See Funeral Bispebjerg - a document in German with a translation into English stating that Ross and Masson were buried with full military honours as also stated in 5HALsd. Why should the Germans then dump the body of Mairs in some unknown place? It is a fact that the Germans took a drowned airman to Bispebjerg to be
buried on 28 April 1943. However, if grave 129 contains some other perished English airman than Mairs, the Germans should have had a number of dead airmen and
then they just picked one chosen at random!
SIXSMITH was buried on 19 APR 1943, and on that day the Germans ran out of deceased airmen! It must be the body
of Mairs in 129!

Halifax DT620 is p143.htm on the chronological list of 463 air crashes mentioned on AirmenDK. It is impossible for me to see which other plane crashed at sea during
the previous weeks - and then an airman not accounted for should have been taken to Bispebjerg Cemetery!
My conclusion: Based on all evidence Sergeant Thomas Mairs must be the airman buried in grave 6-129 in Bispebjerg Cemetery."

Addition 2023: On 02 FEB 2020 I sent another submission to the CWGC that Sergeant Thomas Mairs must be the airman in grave 6-129 in Bispebjerg Cemetery.
On 14 MAR 2023 - 80 years after the crash of HAL DT620 - there was a final reply from the CWGC from which I quote the first and the last parts:

"Dear Mr Staarup,
I regret to have to inform you that we are unable to accept your latest submission regarding the identification of graves at Bisperjerg Cemetery. We understand that this will come as unwelcome news but as we explained in our response to your previous submission, in order for us to re-investigate we require a clear presentation of new evidence which has not previously been considered.
- - -
We appreciate that you have made concerted efforts over many years to try to locate more information, but those searches have not provided any new records not already considered. Thank you for your dedicated attempts, but given the limits of the physical evidence cannot ever be overcome, we must now finally close the case and draw this correspondence to a close.

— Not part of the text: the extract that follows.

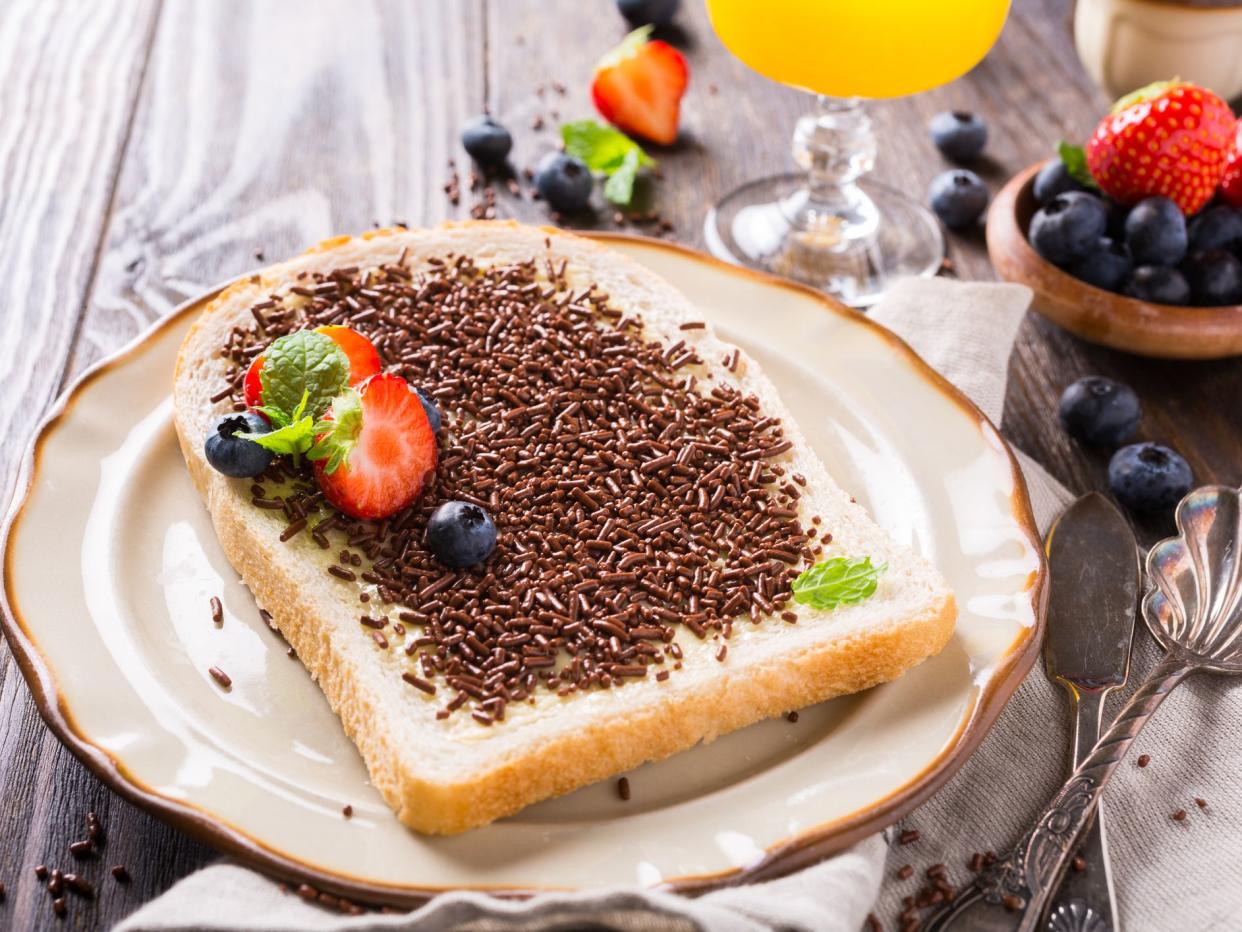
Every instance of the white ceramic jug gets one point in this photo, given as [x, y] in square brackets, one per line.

I know that you will join with everyone at the Commission in continuing to honour all those airmen who remain missing across Europe, including those who are buried at Bisperjerg, whoever they are. Their service and sacrifice will be commemorated in perpetuity on the Air Forces Memorial at Runnymede, so they will never be forgotten.
Kind regards Mel, Mel Donnelly, Head of Commemorations Casework, Commonwealt War Graves Commission."

My reply on 15 MAR 2023: To the CWGC, Att.: Head of Commemorations Casework Mel Donnelly,
Dear Mel Donnelly, Thank you so much for your final response to my submissions about Sergeant Thomas Mairs. Unfortunately negative, but it was worth a try.
Kind regards  Anders, Anders Baadsgaard Straarup.